Rencontré ce mardi 3 novembre par le correspondant de guineetime.com, Mamady Bérété dépeint sa situation de vie depuis le décès de son père. Disparu lors de l’inondation au quartier Sinkèfara I, le corps de Sékou Bérété avait été finalement retrouvé sans vie quelques jours après de nombreuses recherches. Depuis sa disparition, les conditions de vie de sa petite famille est le dernier souci de l’Etat et des organisations humanitaires.

Agé d’une dizaine d’années, Mamady Bérété et sa mère sont de nos jours selon ses propos entre les bonnes mains de l’ancienne inspectrice régionale de l’action sociale de Kankan. « Depuis le décès de mon père, je vis très bien et je suis bien entretenu. Ma famille d’accueil veille sur moi et mon état de santé est au beau fixe. Chaque matin, je sors pour aller au garage où j’apprends la mécanique-auto », témoigne-t-il.

Pour cette famille protectrice de ces orphelins, voir cet enfant grandir avec respect  et sagacité est un souhait sublime  même si Kouraba Sacko et son mari ont du mal à retenir leurs larmes. « C’est une grande perte de voir un enfant perdre son père. Depuis que cet enfant a été mis à notre disposition par les autorités en attendant de retrouver ses parents, nous sommes heureux de lui, il est respectueux, courtois et humble. Cet enfant fait désormais partie de nos enfants quand on se rappelle de la manière que son père est décédé.
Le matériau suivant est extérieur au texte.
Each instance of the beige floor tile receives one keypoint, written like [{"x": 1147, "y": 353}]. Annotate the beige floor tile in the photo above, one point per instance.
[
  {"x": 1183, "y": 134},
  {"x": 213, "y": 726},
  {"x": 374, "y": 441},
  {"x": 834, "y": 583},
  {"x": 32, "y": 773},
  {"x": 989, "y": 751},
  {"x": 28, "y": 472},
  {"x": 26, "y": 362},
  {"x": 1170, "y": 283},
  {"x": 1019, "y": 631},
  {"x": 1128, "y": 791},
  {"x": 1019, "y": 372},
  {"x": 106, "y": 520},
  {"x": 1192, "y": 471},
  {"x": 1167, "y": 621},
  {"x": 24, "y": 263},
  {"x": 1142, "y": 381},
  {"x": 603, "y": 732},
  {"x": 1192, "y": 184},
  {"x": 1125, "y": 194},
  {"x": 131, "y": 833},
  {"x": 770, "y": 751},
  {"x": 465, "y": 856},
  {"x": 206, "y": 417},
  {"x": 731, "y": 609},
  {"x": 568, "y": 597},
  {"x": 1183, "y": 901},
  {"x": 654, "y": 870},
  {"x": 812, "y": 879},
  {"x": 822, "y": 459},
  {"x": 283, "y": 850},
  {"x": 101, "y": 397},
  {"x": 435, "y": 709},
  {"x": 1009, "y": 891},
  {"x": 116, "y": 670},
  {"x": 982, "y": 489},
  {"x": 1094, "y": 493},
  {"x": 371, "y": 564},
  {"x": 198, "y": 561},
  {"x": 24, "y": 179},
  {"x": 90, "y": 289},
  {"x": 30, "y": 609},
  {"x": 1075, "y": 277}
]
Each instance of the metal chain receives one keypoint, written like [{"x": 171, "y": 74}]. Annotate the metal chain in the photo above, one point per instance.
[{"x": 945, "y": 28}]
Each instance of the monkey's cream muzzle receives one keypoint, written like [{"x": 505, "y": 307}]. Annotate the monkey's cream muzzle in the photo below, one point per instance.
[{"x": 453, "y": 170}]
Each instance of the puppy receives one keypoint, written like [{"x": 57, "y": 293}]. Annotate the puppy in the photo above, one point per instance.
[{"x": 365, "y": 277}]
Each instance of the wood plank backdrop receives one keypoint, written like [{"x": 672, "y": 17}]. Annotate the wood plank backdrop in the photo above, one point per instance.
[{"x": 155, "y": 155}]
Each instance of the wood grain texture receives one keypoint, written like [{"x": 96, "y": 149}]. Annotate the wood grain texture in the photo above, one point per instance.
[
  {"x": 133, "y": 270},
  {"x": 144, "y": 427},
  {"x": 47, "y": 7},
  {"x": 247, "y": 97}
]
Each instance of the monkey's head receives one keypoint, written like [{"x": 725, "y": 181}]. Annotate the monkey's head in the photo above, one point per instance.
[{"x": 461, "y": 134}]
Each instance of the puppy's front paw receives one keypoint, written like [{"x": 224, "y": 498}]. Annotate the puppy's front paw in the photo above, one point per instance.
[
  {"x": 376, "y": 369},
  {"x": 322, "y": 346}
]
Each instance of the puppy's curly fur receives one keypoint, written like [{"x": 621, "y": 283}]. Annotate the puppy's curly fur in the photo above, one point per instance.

Nous invitons tous les parents de veiller sur cet enfant, il y a de cela quelques jours que ses parents sont venus et il est mis à leur disposition, mais nous veillerons de près son éducation », expliquent-ils.

Et pour finir, l’ancienne inspectrice régional de l’action sociale, tutrice Mamady Bérété, témoigne quelques gestes des bienfaiteurs : « Les responsables à tous les niveaux nous assistent, des vivres ont été remis à l’enfant par le service national des affaires humanitaires composées de riz, huiles et sels ».